I pulled back and slumped into the couch. Romeo Montague wouldn't have let this connection, molecular at its composition, be boiled down to 20 minutes of instant gratification. No, he died to be with Juliet for eternity.
"What's wrong?" Piper prompted the rhetorical question as she tried to capture my lips.
"Piper. Hang on." she pulled back.
"Wh.. what?" As if she didn't understand the context of my statement. Why would she I was removing her dress just a second ago.
"Piper. I..."
"What is it Alex? I may not have been with a woman before but I can feel that you want me."
"No.. that's not it." Stop stop stop. "I, I, like you..." too late.
I was too embarrassed to look at her so I just continued with my uncontrolled, what was about to be, monologue.
"You're different...I don't want to show you the world of Alex Vause in 20 minutes. I want to take you on the world tour. I know that I've only know you for about 48 hours, and I have NO clue what this means or how to describe my feelings but all I know is that if we continue what we're doing and you keep making those noises that I'm going to pick you up, carry you up those stairs and show you want it means to experience pleasure and all you're going to do is feel guilty about it because you are NOT single and when I'm finished with you I want you to be amazed, completely and wholly satisfied and not associating my unbelievable skill with a night of unfaithfulness... Because... I like you."
Take a breath Alex. Embarrassed, confused, unncharaxterized; all what I'm feeling as I drop my head horizontally in the back of the couch. What I was sure I was going to hear was a laugh, a mock, but instead I felt Piper's soft hands cup my cheeks and lift my head back to hers.
"Hey, it's okay Alex." She smiled and leaned in to give me a small, yet comforting kiss on the corner of my lips as she stood up from my lap and pulled the dress back up her torso. She offered me her hand and I took it as she hoisted my into my feet.
"I mean, this encounter will be hard to suppress. But you're probably right."
She chuckled, as I thought she was referring to me being right about her commitment situation.

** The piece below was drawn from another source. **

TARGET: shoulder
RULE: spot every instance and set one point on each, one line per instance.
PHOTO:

As if there were any doubt, she added more.
"It's not wise to sleep with someone before they buy you dinner."
It took me a second but when I realized she was joking I smiled and chuckled back at her. She knew, that I knew what she really meant to say but bringing up the BF would have been a buzz kill.
"I had a great time with you." I smiled to let her know that I was telling the truth. "I'll let myself out." I leaned in and gave her a quick kiss on the cheek and opened the door.

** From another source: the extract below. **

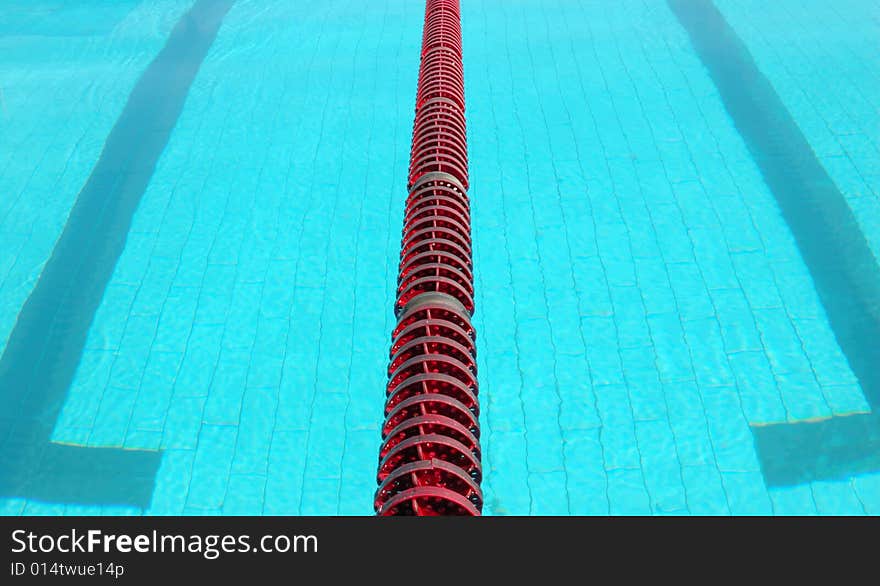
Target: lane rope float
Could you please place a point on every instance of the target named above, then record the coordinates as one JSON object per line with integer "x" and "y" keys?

"Hey, Alex?" I turned around and her look of mood lightened laughter was replaced with a look of honesty.
"Yea Pipes?"
"You were right, back on that trail. I do feel something."
How the fuck do I respond to that?! I feel the strongs pulling around to heart, squeezing every ounce of feeling out and placing it on my sleeve, but I refrain. I don't think Piper intended for me to respond directly so I just looked at her genuinely.
"Good night, kid." And out the door I went.
As I drive home the first signs of day break were showing. The city was quiet at this hour, peaceful. When I got home Nicky was on my couch. I keep forgetting she has a key. I didn't have the energy to entertain conversation about what I did the rest of the night, I had been awake for close to 24 hours, so I let her sleep.
I collapse onto my bed and rolled over to be back, reflecting on my reaction tonight. For the first time in a while, I feel satisfied. Emotionally, mentally, and spiritually satisfied. Before I have a chance to think about my newfound moral compass, sleep finds me and all I can do is hope that I'll see those blue eyes in my dreams tonight.